You may make these requests by submitting a request through your Doctor A Security Account or through our website. Upon receipt, we will evaluate your request and inform you how we intend to proceed. Under certain circumstances, and according to applicable European Union or European Union state laws and regulations, we may withhold access to your data, or decline to modify, erase, port, or restrict the processing of your data. Doctor A Security will respond to your request within thirty days after receiving it. Please be advised that if you exercise the rights to erase data, restrict, or object to our processing, or to withdraw your consent, we may not be able to continue our Services to you if the necessary data is missing for processing.

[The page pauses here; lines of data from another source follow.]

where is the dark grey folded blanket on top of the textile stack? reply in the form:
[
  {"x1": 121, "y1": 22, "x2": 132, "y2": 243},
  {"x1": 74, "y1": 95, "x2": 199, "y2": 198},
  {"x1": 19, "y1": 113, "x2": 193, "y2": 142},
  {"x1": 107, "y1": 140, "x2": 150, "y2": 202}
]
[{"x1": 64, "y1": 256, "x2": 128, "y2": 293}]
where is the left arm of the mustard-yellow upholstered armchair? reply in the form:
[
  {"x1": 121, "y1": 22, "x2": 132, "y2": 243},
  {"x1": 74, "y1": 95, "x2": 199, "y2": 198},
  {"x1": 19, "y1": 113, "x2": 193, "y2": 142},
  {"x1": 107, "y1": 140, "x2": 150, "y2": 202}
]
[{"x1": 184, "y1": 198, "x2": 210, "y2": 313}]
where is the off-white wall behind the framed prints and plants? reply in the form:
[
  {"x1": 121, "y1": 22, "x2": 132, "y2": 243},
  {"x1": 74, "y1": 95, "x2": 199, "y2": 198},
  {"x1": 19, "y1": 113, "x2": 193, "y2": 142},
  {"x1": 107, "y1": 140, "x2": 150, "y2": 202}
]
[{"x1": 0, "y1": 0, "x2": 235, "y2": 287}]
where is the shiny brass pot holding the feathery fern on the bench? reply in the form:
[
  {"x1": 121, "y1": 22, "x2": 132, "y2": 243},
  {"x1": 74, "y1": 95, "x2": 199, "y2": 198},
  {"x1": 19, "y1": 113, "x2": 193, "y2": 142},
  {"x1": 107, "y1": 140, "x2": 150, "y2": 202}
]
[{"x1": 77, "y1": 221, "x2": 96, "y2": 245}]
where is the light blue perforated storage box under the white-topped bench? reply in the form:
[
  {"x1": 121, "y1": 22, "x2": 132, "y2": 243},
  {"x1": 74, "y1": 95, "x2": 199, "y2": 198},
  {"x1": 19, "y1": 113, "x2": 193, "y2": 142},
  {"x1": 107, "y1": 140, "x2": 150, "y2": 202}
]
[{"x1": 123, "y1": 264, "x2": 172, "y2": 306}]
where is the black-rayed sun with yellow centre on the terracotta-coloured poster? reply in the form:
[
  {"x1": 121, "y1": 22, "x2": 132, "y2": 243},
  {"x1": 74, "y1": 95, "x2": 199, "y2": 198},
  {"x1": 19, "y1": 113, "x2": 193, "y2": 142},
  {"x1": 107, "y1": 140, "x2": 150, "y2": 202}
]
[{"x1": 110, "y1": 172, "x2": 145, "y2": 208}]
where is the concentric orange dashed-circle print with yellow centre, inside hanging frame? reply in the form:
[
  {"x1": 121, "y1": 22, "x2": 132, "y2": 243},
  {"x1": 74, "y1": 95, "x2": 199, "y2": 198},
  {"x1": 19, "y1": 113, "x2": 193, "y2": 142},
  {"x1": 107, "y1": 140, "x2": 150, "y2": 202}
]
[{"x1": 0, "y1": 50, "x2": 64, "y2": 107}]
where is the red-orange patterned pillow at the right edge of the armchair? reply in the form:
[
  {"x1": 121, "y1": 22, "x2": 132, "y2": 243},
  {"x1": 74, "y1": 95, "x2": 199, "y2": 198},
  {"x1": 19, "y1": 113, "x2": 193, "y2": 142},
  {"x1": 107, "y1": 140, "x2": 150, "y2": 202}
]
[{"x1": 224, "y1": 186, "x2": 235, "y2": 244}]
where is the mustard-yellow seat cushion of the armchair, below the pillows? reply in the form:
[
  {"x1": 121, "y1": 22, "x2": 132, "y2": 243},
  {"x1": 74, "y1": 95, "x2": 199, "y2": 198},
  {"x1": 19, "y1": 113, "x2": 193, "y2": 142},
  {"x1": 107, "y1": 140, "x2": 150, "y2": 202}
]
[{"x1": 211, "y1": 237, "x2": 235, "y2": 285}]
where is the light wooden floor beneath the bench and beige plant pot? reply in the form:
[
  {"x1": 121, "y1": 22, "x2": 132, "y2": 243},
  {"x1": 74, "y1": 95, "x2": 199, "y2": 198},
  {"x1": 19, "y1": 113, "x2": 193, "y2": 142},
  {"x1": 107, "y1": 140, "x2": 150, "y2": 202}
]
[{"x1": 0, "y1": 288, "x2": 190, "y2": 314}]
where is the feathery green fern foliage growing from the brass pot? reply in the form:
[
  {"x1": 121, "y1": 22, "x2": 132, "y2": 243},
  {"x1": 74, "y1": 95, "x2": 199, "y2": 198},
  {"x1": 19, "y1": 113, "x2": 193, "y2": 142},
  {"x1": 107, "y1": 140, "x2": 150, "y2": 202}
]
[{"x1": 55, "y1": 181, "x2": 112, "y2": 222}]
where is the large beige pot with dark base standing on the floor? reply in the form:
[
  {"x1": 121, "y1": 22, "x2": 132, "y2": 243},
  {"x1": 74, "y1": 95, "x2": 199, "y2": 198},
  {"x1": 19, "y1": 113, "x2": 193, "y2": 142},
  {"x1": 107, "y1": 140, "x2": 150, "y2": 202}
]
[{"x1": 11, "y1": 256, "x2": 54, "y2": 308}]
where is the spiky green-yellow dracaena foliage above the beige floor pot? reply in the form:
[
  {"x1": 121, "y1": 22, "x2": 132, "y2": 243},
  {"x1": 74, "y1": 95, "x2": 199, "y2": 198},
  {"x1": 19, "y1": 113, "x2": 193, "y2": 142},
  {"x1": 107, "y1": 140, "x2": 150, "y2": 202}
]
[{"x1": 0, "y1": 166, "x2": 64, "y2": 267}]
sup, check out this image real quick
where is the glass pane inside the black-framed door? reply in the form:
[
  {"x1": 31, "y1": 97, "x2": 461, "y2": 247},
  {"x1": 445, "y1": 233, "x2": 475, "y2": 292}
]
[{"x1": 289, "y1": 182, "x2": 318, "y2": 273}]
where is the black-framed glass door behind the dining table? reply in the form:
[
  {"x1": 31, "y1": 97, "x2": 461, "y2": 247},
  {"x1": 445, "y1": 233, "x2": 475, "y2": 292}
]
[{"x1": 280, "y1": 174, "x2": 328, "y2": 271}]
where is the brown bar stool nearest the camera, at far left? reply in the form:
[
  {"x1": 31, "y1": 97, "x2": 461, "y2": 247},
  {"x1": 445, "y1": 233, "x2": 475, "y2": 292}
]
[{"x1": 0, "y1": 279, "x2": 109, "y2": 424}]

If you are a resident of one of the Designated Countries, you have the right to file a complaint with the competent authority where you reside or in which your data is processed. In case of disagreements relating to Doctor A Security’s processing of your personal data, you can submit a request for administrative action to the data protection supervisory authority with the competent authority where you reside or in which your data is processed. Please click here for a list of local data protection authorities in EEA countries: https://ec.europa.eu/newsroom/article29/item-detail.cfm?item_id=612080.

Changes to Statement

Doctor A Security may make amendments to this document when needed to reflect statement updates, customer feedback, as well as new products or services. We will provide a brief overview of the changes, and if the terms modify the way we process or handle your data or affect your rights, we will notify you through direct message or by posting notices if we are unable to directly reach you. We encourage that you regularly review this Privacy Statement to understand how your data is handled.

Data from Children

Doctor A Security's products and services are targeted at professionals and are not designed nor intended to be used by children under 18 years of age. Doctor A Security does not typically collect date of birth information as it is not used by Doctor A Security. If children under the minimum age of the relevant jurisdiction must use Doctor A Security's products and services, explicit parental consent must be provided and verified. If Doctor A Security is notified or discovers that data collected is from a child under the minimum age, we will take procedures to delete the information as soon as possible.

Do Not Track

Doctor A Security does not track users to provide targeted advertising and therefore will not respond to Do Not Track (DNT) signals.

Contact Information

You can directly contact us through your Doctor A Security Account, or by submitting a form on our website for privacy related questions or concerns. If you are unable to resolve the issue, you have options to exercise your rights as detailed in the previous Your Rights to your Personal Data section. Doctor A Security will respond to your requests within thirty days after receiving it. You may also contact Doctor A Security through the following addresses. For users residing in "Designated Countries" & for users residing in all other regions: Doctor A Security Systems (HK) Limited. Attn: Data Protection, Unit 3, 8/F Megacube, 8 Wang Kwong Road, Kowloon Bay, Kowloon, HONG KONG. Tel: +852 2342-4330.